Boosting Cognitive Fitness2 years ago
Posted on May 21, 2021, 4 p.m.
The brain is an incredible and mysterious organ, and it makes sense to do everything that you can to take care of it as it is incredibly important. While there is no magic pill to protect the brain from cognitive decline or a miracle food to ensure that it stays sharp as you age, there are steps you can take to help protect your cognitive fitness.
Most nutritionists highlight the most important strategy in cognitive fitness is to follow a healthy dietary pattern that includes a large portion of fruits, vegetables, legumes, and whole foods while trying to obtain protein from plant-based sources, fish, and choosing healthy fats like olive oil rather than saturated fats.
Certain foods are particularly rich in healthful components such as antioxidants, B vitamins, and omega-3 fatty acids that are documented to support brain health.
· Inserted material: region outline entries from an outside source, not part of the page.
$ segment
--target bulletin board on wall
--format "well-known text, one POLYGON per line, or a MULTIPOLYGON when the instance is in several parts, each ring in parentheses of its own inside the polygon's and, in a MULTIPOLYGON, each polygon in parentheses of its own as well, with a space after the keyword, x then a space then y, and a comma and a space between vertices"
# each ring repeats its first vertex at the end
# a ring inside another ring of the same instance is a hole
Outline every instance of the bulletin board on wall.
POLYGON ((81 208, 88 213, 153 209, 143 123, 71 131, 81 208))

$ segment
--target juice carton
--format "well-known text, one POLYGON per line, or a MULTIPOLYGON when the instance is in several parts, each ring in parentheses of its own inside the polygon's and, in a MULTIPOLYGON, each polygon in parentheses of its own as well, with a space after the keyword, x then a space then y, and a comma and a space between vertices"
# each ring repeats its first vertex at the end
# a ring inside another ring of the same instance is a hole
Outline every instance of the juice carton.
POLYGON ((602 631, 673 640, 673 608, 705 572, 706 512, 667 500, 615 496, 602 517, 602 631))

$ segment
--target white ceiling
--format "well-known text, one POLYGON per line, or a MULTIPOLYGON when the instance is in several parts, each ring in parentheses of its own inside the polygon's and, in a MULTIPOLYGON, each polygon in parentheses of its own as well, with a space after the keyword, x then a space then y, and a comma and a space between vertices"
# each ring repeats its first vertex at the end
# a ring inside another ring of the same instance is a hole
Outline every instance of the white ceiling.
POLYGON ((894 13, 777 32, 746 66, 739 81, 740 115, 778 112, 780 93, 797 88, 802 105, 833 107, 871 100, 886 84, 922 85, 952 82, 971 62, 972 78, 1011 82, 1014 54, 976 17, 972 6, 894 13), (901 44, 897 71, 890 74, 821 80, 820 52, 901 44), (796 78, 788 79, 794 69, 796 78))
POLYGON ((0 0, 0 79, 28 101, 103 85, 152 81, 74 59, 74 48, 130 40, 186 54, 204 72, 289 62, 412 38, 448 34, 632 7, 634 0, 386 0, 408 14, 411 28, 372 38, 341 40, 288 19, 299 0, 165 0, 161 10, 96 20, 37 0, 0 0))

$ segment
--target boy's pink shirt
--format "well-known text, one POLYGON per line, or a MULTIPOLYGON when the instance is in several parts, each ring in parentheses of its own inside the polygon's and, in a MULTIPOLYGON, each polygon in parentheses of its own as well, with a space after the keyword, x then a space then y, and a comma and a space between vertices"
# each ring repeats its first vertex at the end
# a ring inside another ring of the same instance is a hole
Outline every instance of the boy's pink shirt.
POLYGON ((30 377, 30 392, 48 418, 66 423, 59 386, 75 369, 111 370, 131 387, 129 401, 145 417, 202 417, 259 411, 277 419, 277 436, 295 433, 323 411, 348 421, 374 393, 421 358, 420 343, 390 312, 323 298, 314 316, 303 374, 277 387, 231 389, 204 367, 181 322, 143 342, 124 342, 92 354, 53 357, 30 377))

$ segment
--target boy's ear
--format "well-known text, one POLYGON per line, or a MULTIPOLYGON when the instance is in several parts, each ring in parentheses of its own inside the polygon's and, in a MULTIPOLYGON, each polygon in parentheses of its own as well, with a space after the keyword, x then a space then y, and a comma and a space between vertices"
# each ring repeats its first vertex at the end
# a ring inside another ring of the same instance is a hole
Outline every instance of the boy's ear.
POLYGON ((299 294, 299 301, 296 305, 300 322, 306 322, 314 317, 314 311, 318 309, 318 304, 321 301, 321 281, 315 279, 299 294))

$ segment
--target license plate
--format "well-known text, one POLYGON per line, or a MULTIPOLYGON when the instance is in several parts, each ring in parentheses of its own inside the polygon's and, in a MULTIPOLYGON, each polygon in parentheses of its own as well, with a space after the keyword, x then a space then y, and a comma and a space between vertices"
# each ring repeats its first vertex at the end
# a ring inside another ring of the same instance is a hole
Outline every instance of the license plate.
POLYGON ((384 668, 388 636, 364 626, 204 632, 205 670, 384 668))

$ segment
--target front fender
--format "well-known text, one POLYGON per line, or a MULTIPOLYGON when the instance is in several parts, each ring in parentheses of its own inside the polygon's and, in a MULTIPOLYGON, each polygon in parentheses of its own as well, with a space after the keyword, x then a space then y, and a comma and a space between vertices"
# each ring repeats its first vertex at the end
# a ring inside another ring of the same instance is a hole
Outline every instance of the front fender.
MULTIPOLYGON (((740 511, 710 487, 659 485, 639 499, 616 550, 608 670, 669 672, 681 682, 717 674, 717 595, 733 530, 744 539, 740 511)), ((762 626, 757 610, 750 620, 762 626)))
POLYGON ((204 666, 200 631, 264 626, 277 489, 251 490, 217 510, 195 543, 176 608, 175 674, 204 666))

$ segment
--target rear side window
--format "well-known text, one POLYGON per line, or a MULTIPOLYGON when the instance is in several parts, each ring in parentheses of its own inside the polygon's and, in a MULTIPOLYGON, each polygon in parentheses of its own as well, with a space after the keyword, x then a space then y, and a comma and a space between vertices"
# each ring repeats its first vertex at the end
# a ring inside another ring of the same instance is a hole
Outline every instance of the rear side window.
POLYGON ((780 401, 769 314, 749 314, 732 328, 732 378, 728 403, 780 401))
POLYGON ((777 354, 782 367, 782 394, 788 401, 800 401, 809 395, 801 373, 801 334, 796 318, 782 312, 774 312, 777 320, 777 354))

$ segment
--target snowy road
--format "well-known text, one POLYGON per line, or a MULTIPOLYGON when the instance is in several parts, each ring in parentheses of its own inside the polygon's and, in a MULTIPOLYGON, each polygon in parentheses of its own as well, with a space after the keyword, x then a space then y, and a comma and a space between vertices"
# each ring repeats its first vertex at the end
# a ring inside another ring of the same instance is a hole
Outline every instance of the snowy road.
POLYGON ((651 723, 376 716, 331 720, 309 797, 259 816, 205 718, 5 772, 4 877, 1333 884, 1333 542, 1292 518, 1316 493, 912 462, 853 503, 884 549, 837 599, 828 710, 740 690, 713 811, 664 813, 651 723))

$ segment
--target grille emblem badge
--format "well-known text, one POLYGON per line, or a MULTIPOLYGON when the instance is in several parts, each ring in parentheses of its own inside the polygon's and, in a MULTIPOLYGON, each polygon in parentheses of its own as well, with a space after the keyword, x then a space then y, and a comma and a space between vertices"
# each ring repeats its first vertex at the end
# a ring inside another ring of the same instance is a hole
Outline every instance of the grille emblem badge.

By incorporating as many of these foods into your diet as possible on a regular basis you are helping to improve the health of your brain, and this could translate into better mental function. According to research some of the best choices are also some of the same ones that help to protect your heart and blood vessels making them win-win.
Some of these choices include:
- Green leafy vegetables like spinach, collards, and broccoli are rich in vitamin K, lutein, beta carotene, and folate which are suggested to help slow cognitive decline.
- Fatty fish are great sources of omega-3 fatty acids and healthy unsaturated fats that are linked to lower blood levels of beta-amyloid proteins that can form clumps in the brain.
- Berries are excellent sources of flavonoids that have been shown to help improve memory and delay memory decline.
- Walnuts are great sources of healthy fats and protein that may help to improve memory.
- Tea and coffee can offer a short-term memory burst. Studies suggest they might also help to solidify new memories.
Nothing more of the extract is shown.